Un stratagème encore : pour remplacer les mots, qui semblent mourir de faiblesse, on en fabrique de nouveaux. Vaine besogne, vaine deux fois ! Premièrement, les mots que l’on feint de chercher sans les trouver, — ce serait l’excuse d’en fabriquer d’autres, — ces mots existent. Une langue, la nôtre, qui depuis des siècles a exprimé toute la pensée française, ne vous suffit pas ? Je me méfierais, quant à moi, d’une idée qui n’aurait véritablement pas ses mots dans notre langue : je la soupçonnerais de n’être pas française ; et, plutôt que d’inventer pour elle un jargon, volontiers je renoncerais à elle… Ça ne peut pas se dire en bon français ? Ne le dites pas !… Secondement, les mots qu’on fabrique, n’ayant pas vécu, ne vivent pas. Il faut longtemps, pour qu’un bruit de syllabes s’identifie à un objet, à une idée. En attendant ce long temps, ce n’est rien. Déjà inutiles comme suppléants de ce qui n’est ni défunt ni absent, les« néologismes » ont le second inconvénient de n’être pas encore des mots. Deviendront-ils des mots ? Ce n’est pas sûr ; et ce n’est pas du tout probable, si leur inutilité les condamne. Provisoirement, que sont-ils ? le signe de l’étourderie, chez un écrivain.

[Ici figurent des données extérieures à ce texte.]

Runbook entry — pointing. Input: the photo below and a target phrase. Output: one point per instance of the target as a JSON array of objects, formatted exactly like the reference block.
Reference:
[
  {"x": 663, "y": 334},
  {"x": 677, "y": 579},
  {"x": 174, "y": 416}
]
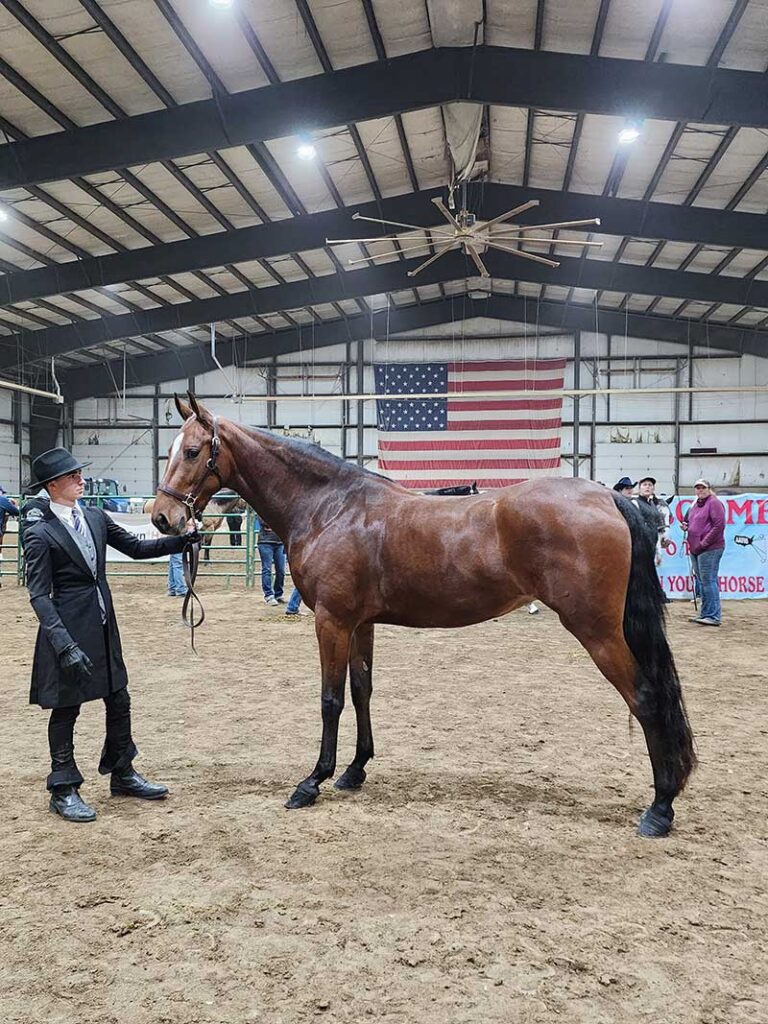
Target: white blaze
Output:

M. André Thérive a raison de réprouver les néologismes. Hélas ! il les réprouve et, quelquefois, il les emploie. C’est, je le disais, le malheur des temps. « J’appelle mal parler, dit-il, parler contre la logique, néologiser sans cesse… » Néologiser : il commet la faute qu’il blâme ; sans doute s’amuse-t-il à nous montrer comme la faute n’est point jolie. Mais il écrit : « Bilingues nous sommes donc oralement, bilingues scripturairement… » Il y a « scripturaire, » un adjectif un peu rare et qui fait allusion à l’Écriture sainte ; mais dire que nous sommes « scripturairement bilingues, » pour dire que nous écrivons deux langues, ce n’est pas bien. Il écrit : « Le règne tyrannique de l’expressivité…, des francisations de mots italiens…, cette diglottie qui a sans cesse marqué notre pays, etc. » Et il emploie sans visible chagrin des mots fort laids qu’il emprunte au langage des linguistes ; je crois d’ailleurs que ce n’est pas le seul dommage que lui causent les linguistes, dangereuses personnes. Je ne lui jette pas la pierre : il est bon écrivain ; mais son exemple de bon écrivain prouve que cette manie des mots fabriqués à la diable corrompt, de nos jours, un bon langage.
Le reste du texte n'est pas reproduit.